In the working copy of the database at this moment, there are 2,685,804 files and 112,113 datasets matching the above criteria. Your sdt6.db dates from last night, so your numbers today would be a little less.

I'm not totally confident that the dataset and file lists match as well as they should. But I am totally confident that everything marked as 'retracted' really is retracted.

Both the file and dataset tables have a column 'local_path'. It will start with CMIP6/ and end with the filename for files, or the version for datasets. If you organize things by path, you might want to look at that.

pochedls commented 4 years ago

I created a retract script, which looks at @painter1's database and finds retracted datasets. It then ignores any matching datasets in the xagg database, gives them error=retracted, and deletes any xml files that were generated. It removed around 24k files.

Need to incorporate this into nightly job before resolving the issue.

durack1 commented 4 years ago

@pochedls a problem with this is that an analysis that has been published that used the now retracted data will not be reproducible. My preference would be to update the filename of the xml (using the 000000.xml identifiers) and keep the xml around, and only purge this if the data itself was purged.

pochedls commented 4 years ago

This is kind of complicated, rare situation, and I already purged the xmls that correspond to retracted data (as outlined above). In the future, I'll move the retracted xmls to a retract directory if people need to access them. If I find a file is retracted before a scan, my plan is to never scan it.

durack1 commented 4 years ago

When I eventually get back into my env, I'll not be surprised if some of the data that I generated for the AR6 SOD is no longer available, I suppose it's not published, but not the most ideal situation.
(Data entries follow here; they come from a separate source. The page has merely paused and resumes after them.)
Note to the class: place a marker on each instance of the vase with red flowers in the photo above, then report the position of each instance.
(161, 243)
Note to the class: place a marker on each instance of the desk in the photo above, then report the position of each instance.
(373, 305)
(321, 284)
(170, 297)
Absolutely no need for any action in response to my query, but it would be great to think a little about this and consequences before implementing future changes

pochedls commented 4 years ago

@durack1 - why do you want to use data that was explicitly retracted?

durack1 commented 4 years ago

Simple really, I want to be able to recreate a past analysis. In the case that there was a query, I would want to be able to understand what the implications were for (at the time) erroneous data being included that were later identified as problematic and unpublished. In the case that such data no longer exists, you can't do any detective work to ascertain how such errors impacted your analysis

pochedls commented 4 years ago

@durack1 - I will regenerate the xml files that correspond to retracted data over the weekend. The updated script will move these files to /p/user_pub/xclim/retracted/.

durack1 commented 4 years ago

Sorry we didn't chat about this before the 24k were killed/deleted, I hope this isn't much work, if it is then it's not a priority at all

pochedls commented 4 years ago

These files are now in the retracted directory. Ticket is still open because I need to setup a cron job to automate this process.